İzmir Fuarı kendini yenilerken

30 Ağustos 2017 Çarşamba

İzmir Enternasyonal Fuarı’nın tarihçesi 1923’te, Mustafa Kemal Atatürk’ün açılışını yaptığı 1. İktisat Kongresi ile başlatılıyor. İktisat Kongresi ile eşzamanlı olarak Hamparsomyan Binası’nda bir ticari ürünler sergisi düzenlenmiş. Bu sergi sonraki yıllarda 9 Eylül Sergisi, panayırı gibi isimlerle sürdürülmüş. 1936’dan itibaren de İzmir Belediye Başkanı Dr. Behçet Uz’un çabalarıyla inşa edilen Kültürpark’ta fuar olarak faaliyetini sürdürmüş. Behçet Uz kültürpark fikrini Moskova’daki Kültürpark’tan almış ve dönemin Moskova Belediye Başkanı Bulganin’in görevlendirdiği mimarlar tasarımını yapmış.
1936’daki ilk fuara Mısır, Yunanistan ve Sovyetler Birliği’nden 48 yabancı kuruluş, 32 vilayet pavyonu ve 45 yerli kuruluş katılmış. 1948’den beri Türkiye’nin Fuarlar Birliği’ne üye tek genel ticari fuarı olduğu belirtiliyor.
Bu yıl 18-27 Ağustos tarihlerinde 86. kez gerçekleştirildi. Folkart’ın ana sponsorluğundaki İzmir Enternasyonal Fuarı’nın ana teması “İnovasyon - Enerji”, onur konuğu ili Muğla, partner ülke Rusya’ydı.
İzmir Enternasyonal Fuarı’nın ticari yanının yanısıra kültürel niteliği de var. Özellikle 1950’lerden itibaren gazino kültürünün yaygınlaşması ile birlikte Kültürpark fuar zamanı dev bir eğlence merkezi işlevi görmeye başlamış.
Sanıyorum 1978 yılıydı. İbrahim Tatlıses “Ayağında Kundura” ile meşhur olmuş ve fuarda sahneye çıkıyor. Gazinolara çok meraklı olan ağabeyimle birlikte İzmir’e fuara gitmiştik. 3 gün Basmane’de ucuz bir otelde kalıp hemen her gece bir gazinoya gitmiş, gündüzleri de ülke pavyonlarını ziyaret edip lunaparkta vakit geçirmiştik. Bir memur ailesinin çocukları olarak buna bütçemiz yetmişti. Bizim gibi çok yerli turist vardı. Oteller doluydu.

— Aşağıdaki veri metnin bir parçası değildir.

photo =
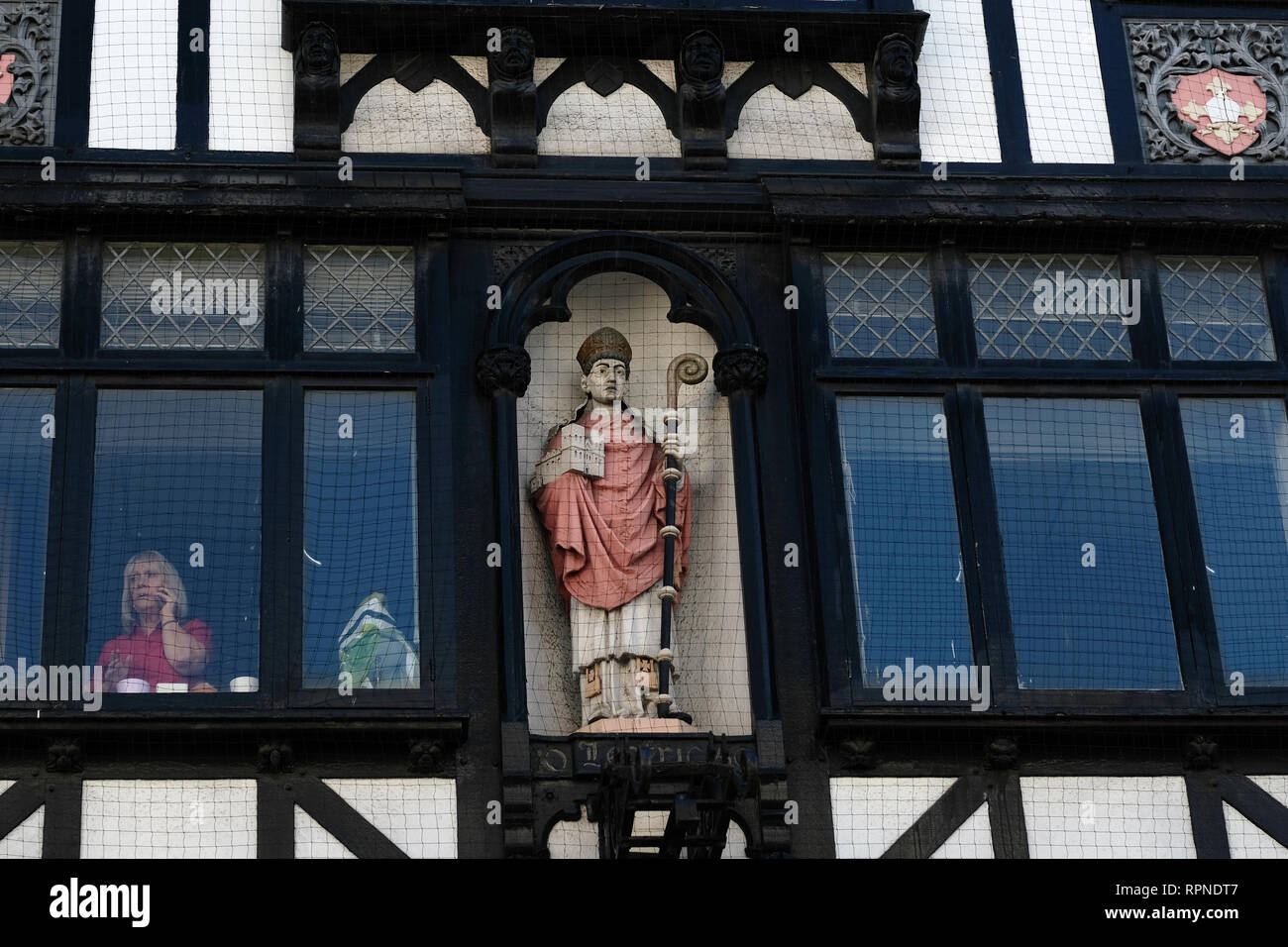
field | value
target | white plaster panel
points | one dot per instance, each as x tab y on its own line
314	841
1247	840
167	818
419	815
1064	97
133	73
868	814
626	124
1107	817
973	839
252	77
709	641
958	116
26	839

Göl, Manolya, Mogambo, Lunapark, Ekici Över gibi birçok gazino fuar alanında yer alıyordu. Başta Zeki Müren olmak üzere dönemin tüm önemli assolistleri sahneye çıkıyordu. Bu gazinoların önemli bir özelliği de çoğunun “aile gazinosu” olması yani uygun fiyatla, çayınızı, gazozunuzu içerek programları izleme olanağı sağlamasıydı. Ayrıca Türkiye’nin en önemli tiyatro grupları da fuar süresince Kültürpark’ta perdelerini açıyordu.
12 Eylül darbesi ile birlikte ülke karanlığa gömülünce gazinoculuğun da tadı kaçtı. İzmir Fuarı gazinoları birer birer kapandı. Diğer yandan da fuarın ticari yanı sekteye uğramaya başladı. Sanıyorum bunda gelişen sanayi ile değişen fuarcılık anlayışının etkisi vardı. Artık “genel ticari fuar”ların yerini her sektöre özel fuarlar alıyordu.
İzmir Enternasyonal Fuarı bu gelişmelere göre kendini yenilemeye çalıştı. Kültürpark’a yapılan fuar binaları, İzfaş’ın kurulması, fuar süresinin 10 güne indirilmesi, sektörel fuarlar bu çabanın ürünü. Ama tam olarak meyve verdikleri söylenemez sanıyorum.
Fuarın farklı bir kimlik kazanması gerekiyor. Uluslararası “genel ticari fuar” yapmak yerine uzmanlaşmış sektörel fuarlar için İzmir’in yeni fuar alanı “Fuar İzmir”e ağırlık verip Kültürpark adına uygun olarak kültür fuarı olarak değerlendirilebilir. Bu yıl yapılan etkinlikler İzmir Büyükşehir Belediyesi’nin de buna eğilimli olduğunu gösteriyor.
Tiyatro, pop müzik ve caz konserleri, edebiyat söyleşileri, sokak gösterileri, sergiler, kısa film yarışması, Sinema Burada Festivali, dans, bando gösterileri...
Bu yıl kültürel etkinlikler esas olarak yerel düzeyde gerçekleştirildi. Etkinliklere uluslararası boyut katılırsa İzmir Enternasyonal Fuarı Dünya çapında bir kültür fuarı halini alacak, İzmir ve Ege’nin turizmine de büyük katkısı olacaktır.